• The Four Hundred
  • Subscribe
  • Media Kit
  • Contributors
  • About Us
  • Contact
Menu
  • The Four Hundred
  • Subscribe
  • Media Kit
  • Contributors
  • About Us
  • Contact
  • Guru: Finding Large Files With Python

    July 15, 2019 Mike Larsen

    It’s always a good idea to purge files that aren’t needed any longer. Chances are that you already have procedures in place to purge data from Db2 files and tables, but what about files that reside in the IFS? Do you have a good solution for keeping the IFS clean?

    Perhaps you have old order files stored in the IFS. If you work for a large company, these types of files can accumulate quickly. I’ve written processes in the past to remove files from the IFS using RPG, but I’d like to offer an alternative. I’m going to show how you can use Python to search a directory in the IFS, display attributes of the file, and then delete it. To take it one more step, I’ll show how you can search for files with names that meet a certain criterion. In this example, I’m going to filter for text files.

    This story contains code, which you can download here.

    Figure 1. IFS folder with various types of documents.

    With the goal set, let’s jump right into the code. I start by importing some Python modules, as seen in the following piece of code, to help me with various tasks.

    from datetime import datetime
    import os
    import fnmatch
    

    The ‘datetime’ module helps me to display a nicely formatted date. In this example, I’m displaying the last modified date. If I don’t format the date, I’d get an Epoch date (Figure 2) that is not easily deciphered (at least for me anyway).

    Figure 2. Example of an Epoch date.

    The ‘os’ module will help me read the contents of an IFS directory. At the end of the process, I also use it to delete the file from the IFS.

    Finally, the ‘fnmatch’ module assists with ensuring I only process text files as that’s what I’ve chosen to do in my process.

    To format the date, I created a function that will be executed for each file I read in the directory.

    def convert_date(timestamp):
        d = datetime.utcfromtimestamp(timestamp)
        formatted_date = d.strftime('%d %b %Y')
        
        return formatted_date 
    

    The next (and final) section of code does the heavy lifting. I’ll show the entire snippet of code, followed by an explanation.

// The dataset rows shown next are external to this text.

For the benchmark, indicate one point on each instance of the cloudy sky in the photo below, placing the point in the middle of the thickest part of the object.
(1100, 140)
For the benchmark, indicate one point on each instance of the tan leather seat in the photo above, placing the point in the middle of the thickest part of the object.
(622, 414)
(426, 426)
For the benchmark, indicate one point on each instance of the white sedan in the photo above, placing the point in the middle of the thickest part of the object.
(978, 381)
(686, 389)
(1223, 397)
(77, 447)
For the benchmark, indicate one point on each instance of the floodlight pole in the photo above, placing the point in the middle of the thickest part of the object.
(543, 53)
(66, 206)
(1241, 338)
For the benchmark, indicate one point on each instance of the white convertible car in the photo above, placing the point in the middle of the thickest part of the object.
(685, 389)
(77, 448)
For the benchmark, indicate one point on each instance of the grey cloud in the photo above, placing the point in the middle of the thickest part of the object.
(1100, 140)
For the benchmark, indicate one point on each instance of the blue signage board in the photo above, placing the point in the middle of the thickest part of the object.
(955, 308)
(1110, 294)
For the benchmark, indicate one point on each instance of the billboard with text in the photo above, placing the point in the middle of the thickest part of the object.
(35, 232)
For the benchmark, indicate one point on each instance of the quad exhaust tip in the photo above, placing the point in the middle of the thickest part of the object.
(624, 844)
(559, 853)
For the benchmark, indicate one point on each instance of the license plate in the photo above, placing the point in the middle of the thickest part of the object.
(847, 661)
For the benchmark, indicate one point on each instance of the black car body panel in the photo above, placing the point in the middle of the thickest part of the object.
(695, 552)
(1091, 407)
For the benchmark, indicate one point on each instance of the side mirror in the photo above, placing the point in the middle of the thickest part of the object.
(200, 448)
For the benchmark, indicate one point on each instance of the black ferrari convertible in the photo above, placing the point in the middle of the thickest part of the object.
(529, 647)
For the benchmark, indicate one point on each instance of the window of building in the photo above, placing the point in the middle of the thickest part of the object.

    dir_entries = os.scandir('/home/MLARSEN/test_folder/')
    
    for entry in dir_entries:
       if entry.is_file():
       	
          if fnmatch.fnmatch(entry.name, '*.txt'):   
          		
             info = entry.stat()
             
             # I just picked an arbitrary file size for which to look
             
             if info.st_size > 207:
                print(f'{entry.path}\t {entry.name}\t Last Modified:    {convert_date(info.st_mtime)}\t Size in bytes: {info.st_size}')
                
                os.remove(entry.path)
    

    I start by scanning the directory that holds my files. In a production process, you’d likely soft code the path, but I hard coded it here to make the example more readable.

    Next, I loop through the directory entries and perform a few checks. I want to ensure that the directory entry is indeed a file (versus a directory or other entity) and also that it’s a text file (has .txt in the file name). If these conditions are true, I grab the attributes of the file and check the size. In my example, I’m looking for files that are larger than 207 bytes. That’s just a made-up number I’m using in my example. You can make that number whatever you like and you might also want to soft code it.

    I print some of the file attributes to the terminal, then delete the file using ‘os.remove’. That’s it! With a few lines of code, I’ve built a very powerful process.

    Now that the script is built, it’s time to test it out. To run Python scripts, I like to use SSH Terminal from ACS (Figure 3).

    Figure 3. SSH Terminal.

    When I use SSH Terminal, it opens a PuTTY session for me where I can execute my script (Figure 4).

    Figure 4. Execute Python script.

    When I execute the script, it returns three files that met the criterion I specified. I chose to print the file attributes out to the terminal for illustrative purposes before the process deletes the files. When I go back to view the IFS from ACS (Figure 5), I see the 3 files have been deleted.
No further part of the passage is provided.